Six Differentiating Pillars
- RDAF platform — data integration, data preparation, eliminating data silos
- Full-stack service mapping and enrichment
- Composable dashboards, services, search, and pipelines
- AI pipeline synthesis and recommendation engine
- Train and retrain models with continuous ML — MLOps plus data ops
- Bridge the skills gap with low code/no code
Data Management Ops With Bots
Following is a sample of the data management ops that are being done with bots to reduce time and expense while improving speed to value and accuracy.
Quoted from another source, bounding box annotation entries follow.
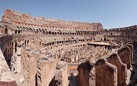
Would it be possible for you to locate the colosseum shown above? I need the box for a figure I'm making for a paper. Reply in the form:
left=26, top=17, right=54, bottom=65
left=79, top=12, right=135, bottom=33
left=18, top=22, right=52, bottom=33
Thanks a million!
left=0, top=9, right=137, bottom=86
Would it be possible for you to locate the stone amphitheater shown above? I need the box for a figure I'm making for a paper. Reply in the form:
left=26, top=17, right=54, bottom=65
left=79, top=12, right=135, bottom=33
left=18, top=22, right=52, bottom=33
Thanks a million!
left=0, top=9, right=137, bottom=86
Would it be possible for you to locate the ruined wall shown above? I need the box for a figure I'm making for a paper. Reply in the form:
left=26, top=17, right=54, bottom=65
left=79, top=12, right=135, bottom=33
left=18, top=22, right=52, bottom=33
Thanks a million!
left=2, top=9, right=103, bottom=31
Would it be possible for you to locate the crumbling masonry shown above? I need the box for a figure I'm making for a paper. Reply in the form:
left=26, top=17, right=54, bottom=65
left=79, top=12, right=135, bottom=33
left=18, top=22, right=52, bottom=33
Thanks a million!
left=0, top=9, right=137, bottom=86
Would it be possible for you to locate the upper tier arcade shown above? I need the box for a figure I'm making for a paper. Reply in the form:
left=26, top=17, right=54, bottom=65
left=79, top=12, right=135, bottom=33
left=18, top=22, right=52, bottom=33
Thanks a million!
left=2, top=9, right=103, bottom=31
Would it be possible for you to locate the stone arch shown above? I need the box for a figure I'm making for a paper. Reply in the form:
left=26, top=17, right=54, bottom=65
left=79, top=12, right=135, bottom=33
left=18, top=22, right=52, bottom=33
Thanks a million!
left=118, top=46, right=132, bottom=69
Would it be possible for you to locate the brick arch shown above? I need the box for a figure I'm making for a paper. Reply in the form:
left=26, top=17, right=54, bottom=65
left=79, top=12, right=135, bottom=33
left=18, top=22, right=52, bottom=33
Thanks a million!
left=107, top=54, right=126, bottom=86
left=118, top=46, right=132, bottom=69
left=95, top=59, right=117, bottom=86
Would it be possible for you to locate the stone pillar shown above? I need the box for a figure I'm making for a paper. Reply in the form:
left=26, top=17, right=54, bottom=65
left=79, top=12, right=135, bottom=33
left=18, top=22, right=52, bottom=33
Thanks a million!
left=37, top=58, right=56, bottom=86
left=95, top=59, right=117, bottom=86
left=55, top=61, right=68, bottom=86
left=15, top=44, right=22, bottom=73
left=77, top=61, right=93, bottom=86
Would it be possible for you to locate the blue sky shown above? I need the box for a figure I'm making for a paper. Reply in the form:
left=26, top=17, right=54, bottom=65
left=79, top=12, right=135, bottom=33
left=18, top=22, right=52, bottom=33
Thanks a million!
left=0, top=0, right=137, bottom=29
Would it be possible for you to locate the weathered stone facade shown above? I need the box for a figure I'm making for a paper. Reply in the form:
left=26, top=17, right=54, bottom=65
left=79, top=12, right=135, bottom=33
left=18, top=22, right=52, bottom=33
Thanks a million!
left=0, top=9, right=137, bottom=86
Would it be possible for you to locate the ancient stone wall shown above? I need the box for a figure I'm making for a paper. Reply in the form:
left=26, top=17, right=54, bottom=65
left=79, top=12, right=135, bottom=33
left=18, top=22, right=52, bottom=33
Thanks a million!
left=2, top=9, right=103, bottom=31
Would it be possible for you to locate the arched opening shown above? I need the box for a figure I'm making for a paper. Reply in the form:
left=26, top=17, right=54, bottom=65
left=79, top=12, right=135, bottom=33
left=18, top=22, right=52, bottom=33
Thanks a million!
left=4, top=27, right=8, bottom=34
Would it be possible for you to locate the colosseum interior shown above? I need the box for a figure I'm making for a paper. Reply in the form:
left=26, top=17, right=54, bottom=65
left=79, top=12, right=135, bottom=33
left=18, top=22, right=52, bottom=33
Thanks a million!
left=0, top=9, right=137, bottom=86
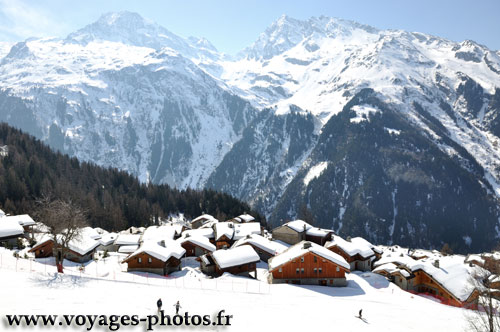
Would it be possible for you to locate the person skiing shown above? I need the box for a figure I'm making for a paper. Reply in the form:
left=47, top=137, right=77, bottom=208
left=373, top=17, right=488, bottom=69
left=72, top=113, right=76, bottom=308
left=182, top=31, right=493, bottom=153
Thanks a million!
left=156, top=298, right=163, bottom=313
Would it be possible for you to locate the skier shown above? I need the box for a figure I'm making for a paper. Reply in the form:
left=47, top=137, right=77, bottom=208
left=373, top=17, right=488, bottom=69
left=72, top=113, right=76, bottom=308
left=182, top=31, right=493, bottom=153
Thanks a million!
left=174, top=301, right=182, bottom=315
left=156, top=298, right=162, bottom=313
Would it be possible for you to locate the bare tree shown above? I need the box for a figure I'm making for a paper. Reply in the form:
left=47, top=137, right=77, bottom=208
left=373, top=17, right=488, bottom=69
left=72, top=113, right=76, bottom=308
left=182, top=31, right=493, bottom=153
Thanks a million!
left=466, top=266, right=500, bottom=332
left=36, top=196, right=88, bottom=272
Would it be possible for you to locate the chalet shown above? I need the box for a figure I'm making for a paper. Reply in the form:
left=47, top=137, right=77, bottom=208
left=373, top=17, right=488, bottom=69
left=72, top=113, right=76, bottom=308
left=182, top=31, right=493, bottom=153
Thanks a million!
left=228, top=213, right=255, bottom=224
left=28, top=232, right=99, bottom=263
left=97, top=233, right=118, bottom=252
left=28, top=235, right=54, bottom=258
left=214, top=221, right=234, bottom=249
left=200, top=246, right=260, bottom=277
left=273, top=220, right=333, bottom=246
left=325, top=235, right=375, bottom=271
left=0, top=216, right=24, bottom=246
left=122, top=242, right=186, bottom=275
left=373, top=248, right=477, bottom=306
left=176, top=234, right=216, bottom=257
left=231, top=234, right=288, bottom=262
left=114, top=233, right=141, bottom=254
left=191, top=214, right=217, bottom=229
left=268, top=241, right=350, bottom=286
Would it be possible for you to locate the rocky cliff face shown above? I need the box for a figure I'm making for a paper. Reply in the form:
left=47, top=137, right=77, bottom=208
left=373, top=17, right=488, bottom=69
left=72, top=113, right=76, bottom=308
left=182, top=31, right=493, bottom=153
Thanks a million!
left=0, top=12, right=500, bottom=250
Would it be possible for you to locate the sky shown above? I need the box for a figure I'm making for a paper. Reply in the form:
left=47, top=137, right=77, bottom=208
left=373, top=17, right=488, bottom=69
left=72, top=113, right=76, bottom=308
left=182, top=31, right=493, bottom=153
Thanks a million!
left=0, top=0, right=500, bottom=54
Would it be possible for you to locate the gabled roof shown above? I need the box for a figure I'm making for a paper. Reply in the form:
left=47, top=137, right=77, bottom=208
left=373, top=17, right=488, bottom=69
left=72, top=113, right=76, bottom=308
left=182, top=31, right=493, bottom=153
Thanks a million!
left=268, top=241, right=350, bottom=271
left=115, top=233, right=141, bottom=246
left=233, top=222, right=260, bottom=240
left=214, top=221, right=234, bottom=241
left=325, top=235, right=375, bottom=259
left=176, top=235, right=216, bottom=251
left=123, top=242, right=186, bottom=263
left=0, top=217, right=24, bottom=238
left=2, top=214, right=35, bottom=227
left=231, top=234, right=288, bottom=255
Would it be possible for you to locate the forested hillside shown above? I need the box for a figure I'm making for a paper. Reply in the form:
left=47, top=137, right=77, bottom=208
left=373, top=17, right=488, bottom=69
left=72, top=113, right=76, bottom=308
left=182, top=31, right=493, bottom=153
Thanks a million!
left=0, top=123, right=264, bottom=230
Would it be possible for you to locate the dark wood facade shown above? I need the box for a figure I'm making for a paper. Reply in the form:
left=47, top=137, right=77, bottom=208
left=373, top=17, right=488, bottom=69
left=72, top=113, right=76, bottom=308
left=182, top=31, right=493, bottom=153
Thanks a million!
left=270, top=252, right=349, bottom=286
left=123, top=252, right=181, bottom=275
- Metadata/Data Shaping — metadata description, data filtering, aggregation, and mapping
- Data Security — data masking, data encryption, data decryption, access control, and auditing
- Data Integrity — data signing, data hashing, data checksum
- Data Transformation — data deduplication, implode, explode, transpose, mapping, binning, pivot/unpivot
- Data Delivery -- files, bulk/batch data, streaming data, pub/sub-topics, bookmarking
- Data QualityEnhancement — data dictionaries, data enrichment
- REST API/Integrations — generic REST client, API integrations, named bots
- Data Generation — data simulation, synthetic data for test/dev, what-if analysis
- Data Formatting — data conversion, data formatting, data templating
- Data Governance — data lineage, data tracing, pipeline tracing, data version control
The future of AIOps seems to be more robotic data automation applied throughout the enterprise.